Good timing, I have two BZ02's disassembled on the bench at the moment.

The anti vac valve plunger cants quite a bit to the left, suggesting a very loose fit in the housing, but if it works... Both housings on my machines are shiny metal, suggesting that they are replacements, so perhaps wear is a problem. They are cheap enough.

I have four spindles, none of them have split like yours. Again, if it works...

The clips are brittle now, 11 of the 24 on my four panels have broken. Reassembling with grease ( I plan on using copaslip) would be a good idea. I haven't worked out what to do about mine yet.

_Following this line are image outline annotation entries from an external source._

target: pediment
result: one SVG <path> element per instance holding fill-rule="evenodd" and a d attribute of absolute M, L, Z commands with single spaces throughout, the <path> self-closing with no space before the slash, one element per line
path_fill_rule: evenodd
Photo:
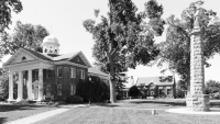
<path fill-rule="evenodd" d="M 87 66 L 79 55 L 75 56 L 69 61 Z"/>
<path fill-rule="evenodd" d="M 81 52 L 79 52 L 77 55 L 69 58 L 68 61 L 79 64 L 82 66 L 89 66 L 89 67 L 91 66 L 90 63 L 87 60 L 87 58 L 84 56 L 84 54 Z"/>
<path fill-rule="evenodd" d="M 12 55 L 9 60 L 4 64 L 4 66 L 22 64 L 38 60 L 37 57 L 33 56 L 29 52 L 20 48 L 14 55 Z"/>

The water tanks are hard to pull off, even after putting some vaseline on the seals. I plan on leaving them in-situ and filling with a jug.

One issue I am currently dealing with - the OPV is non adjustable, the pressure is too high. I have adjusted one so far to give 10 bar by adding shims (thin washers) under the top plug. Beware of the small hole in the standard portafilter, hidded under a lug, that prevents using a portafilter mounted pressure guage unless plugged with a small screw. Oh yes, what fun I had before finding that. My, how I laughed.

Good luck with your restoration.


----------



## jpaul__ (Feb 19, 2016)

Norvin,

Thanks yes I had not realised brew pressure is not adjustable.

I have not taken this valve apart (for any machine), where should the shims go with respect

to schematic ? (if I have the right one taken from Bezzera parts pdf's - moderator may suppress )









I have not searched for other threads (like the gaggia ones), so maybe this is already explained.

Do you use washers, cut an old feeler gauge

Paul


----------



## jpaul__ (Feb 19, 2016)

Norvin,

I subsequently searched and below thread suggests brew pressure can be changed by spring pressure

applied by rotating fitting 1 (above spring)

[Without having opened it up and with your comments, I assumed mechanics of fitting would preclude this]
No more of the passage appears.